Yukarıdaki rakamlar, Türkiye’nin 6 yıldır izlediği ‘yüksek faiz, düşük kur’ politikasının iflas ettiğinin ilanıdır. 5 yıldır, bu politikanın, sanayisiz, istihdamsız, borçlu büyümeye yol açtığını söyledik. Artık son 1 yıldır, bu politikanın bunca bedele karşın büyüme dahi sağlayamadığı ortaya çıkmıştır. İşte, Türkiye’nin yaşadığı güncel sorunların temelinde böylesi yapısal strateji hatası bulunmaktadır.

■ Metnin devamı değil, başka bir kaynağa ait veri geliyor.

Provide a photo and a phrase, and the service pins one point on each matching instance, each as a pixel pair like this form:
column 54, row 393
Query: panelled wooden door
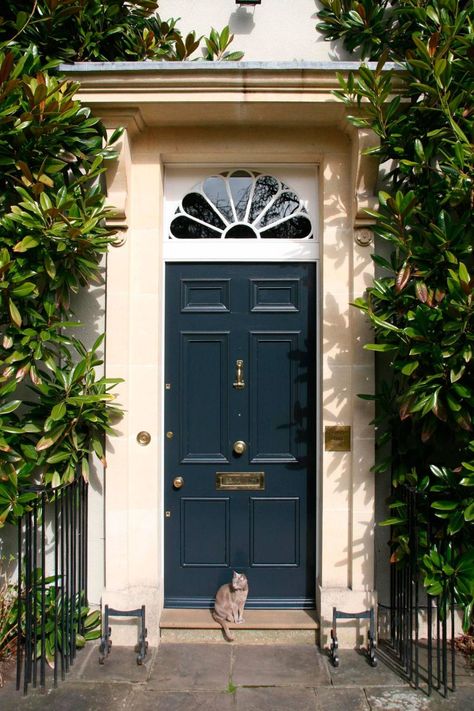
column 240, row 367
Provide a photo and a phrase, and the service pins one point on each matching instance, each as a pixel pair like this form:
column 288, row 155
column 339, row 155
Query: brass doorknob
column 239, row 447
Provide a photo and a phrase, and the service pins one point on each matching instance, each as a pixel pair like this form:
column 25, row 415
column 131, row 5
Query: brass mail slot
column 240, row 481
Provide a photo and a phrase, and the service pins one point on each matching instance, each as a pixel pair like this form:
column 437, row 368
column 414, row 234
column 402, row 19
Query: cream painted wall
column 275, row 31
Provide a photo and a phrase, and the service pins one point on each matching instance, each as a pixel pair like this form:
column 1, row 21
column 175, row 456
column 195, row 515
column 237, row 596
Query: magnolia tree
column 421, row 306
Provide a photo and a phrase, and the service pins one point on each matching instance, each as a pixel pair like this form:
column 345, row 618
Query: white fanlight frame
column 181, row 180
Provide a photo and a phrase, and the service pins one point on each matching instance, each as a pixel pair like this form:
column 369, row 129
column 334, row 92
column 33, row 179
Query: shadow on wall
column 241, row 21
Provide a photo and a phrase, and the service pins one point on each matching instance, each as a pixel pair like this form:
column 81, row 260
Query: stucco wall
column 275, row 30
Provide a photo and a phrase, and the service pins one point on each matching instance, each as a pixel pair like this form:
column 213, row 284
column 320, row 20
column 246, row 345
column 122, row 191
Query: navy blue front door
column 240, row 368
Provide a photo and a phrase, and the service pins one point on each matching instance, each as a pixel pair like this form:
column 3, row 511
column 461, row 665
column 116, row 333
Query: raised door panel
column 204, row 397
column 273, row 396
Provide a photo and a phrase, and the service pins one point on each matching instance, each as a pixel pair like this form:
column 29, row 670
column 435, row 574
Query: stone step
column 260, row 627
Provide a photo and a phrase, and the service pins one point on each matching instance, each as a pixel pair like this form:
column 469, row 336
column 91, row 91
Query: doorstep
column 259, row 627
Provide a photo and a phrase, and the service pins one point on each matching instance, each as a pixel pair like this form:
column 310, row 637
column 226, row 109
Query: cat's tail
column 220, row 620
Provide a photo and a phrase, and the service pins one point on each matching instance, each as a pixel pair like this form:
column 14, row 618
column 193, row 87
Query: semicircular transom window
column 241, row 204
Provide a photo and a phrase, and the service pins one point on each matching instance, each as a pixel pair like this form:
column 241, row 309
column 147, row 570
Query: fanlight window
column 241, row 204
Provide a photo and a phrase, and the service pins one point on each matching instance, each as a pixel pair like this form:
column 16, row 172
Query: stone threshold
column 195, row 619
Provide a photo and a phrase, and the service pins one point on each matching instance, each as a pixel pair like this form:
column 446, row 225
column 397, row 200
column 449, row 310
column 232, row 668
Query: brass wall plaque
column 240, row 481
column 337, row 438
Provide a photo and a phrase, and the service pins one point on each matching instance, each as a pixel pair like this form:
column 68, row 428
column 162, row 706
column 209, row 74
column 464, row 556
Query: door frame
column 257, row 255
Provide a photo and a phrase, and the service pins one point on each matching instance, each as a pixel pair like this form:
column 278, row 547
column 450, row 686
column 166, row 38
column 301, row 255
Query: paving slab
column 406, row 699
column 140, row 700
column 189, row 667
column 119, row 665
column 70, row 695
column 288, row 665
column 355, row 670
column 332, row 699
column 275, row 699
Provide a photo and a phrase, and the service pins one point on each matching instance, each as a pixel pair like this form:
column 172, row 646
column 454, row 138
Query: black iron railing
column 52, row 583
column 422, row 627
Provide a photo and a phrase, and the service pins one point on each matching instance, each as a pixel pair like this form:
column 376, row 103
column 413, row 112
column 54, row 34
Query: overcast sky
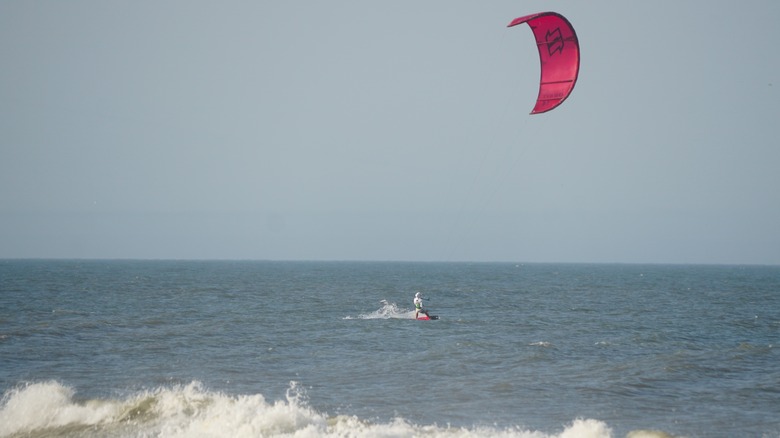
column 388, row 130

Yapısal sorunları yapısal çözümlerle aşarız
Bu noktada, biz bu yapısal sorunun çözümü adına yapısal bir öneride bulunuyoruz. Türkiye’nin, sektörel ve bölgesel rekabet odakları yaratmayı hedefleyen yeni bir kalkınma politikası uygulaması gerektiğini savunuyoruz. Bu kalkınma stratejisi, bölgelerin ve sektörlerin niteliklerini dikkate alarak ‘çoklu taktik adımlara’ izin veren bir zihinsel çerçeveye sahip olmalıdır. Bu önerimizin gerekçeleri Türkiye’nin şu yapısal sorunlarından kaynaklanmaktadır: Türkiye, ekonomik anlamda sağlıksız bir şekilde dört ilde yoğunlaşmaktadır. İstanbul, Kocaeli, Ankara ve İzmir, Türkiye’de toplanan vergilerin yüzde 80’ini sağlamaktadır. İSO 500 listesine, 39 ilimizden herhangi bir şirket girememektedir. Anadolu’da 15 il ise, İSO 500 listesine birer şirket ile girebilmektedir. Bu durum Türkiye’nin yarısında kayda değer bir ekonomik üretimin bulunmadığını işaret etmektedir. Doğu ve Güneydoğu Bölgeleri’ndeki 21 ilde kişi başı gelir Türkiye ortalamasının yüzde 45’i düzeyindedir. Bu 21 ilde kişi başı gelir ortalaması, Türk sanayicisine adres olarak gösteren Mısır’ın sadece yüzde 30 üzerindedir. Özetle Türkiye’nin bir bölümü Avrupa standartlarında üretirken, bir bölümünde yaşam ve üretim standartları Mısır düzeyinde kalmaktadır. Böylesi, bir ‘dual ekonomi’de her bölgeye aynı kalkınma modelini uygulamak mümkün değildir. Bölgesel rekabetçilik ancak, bölgesel gerçeklikleri dikkate alarak sağlanabilir.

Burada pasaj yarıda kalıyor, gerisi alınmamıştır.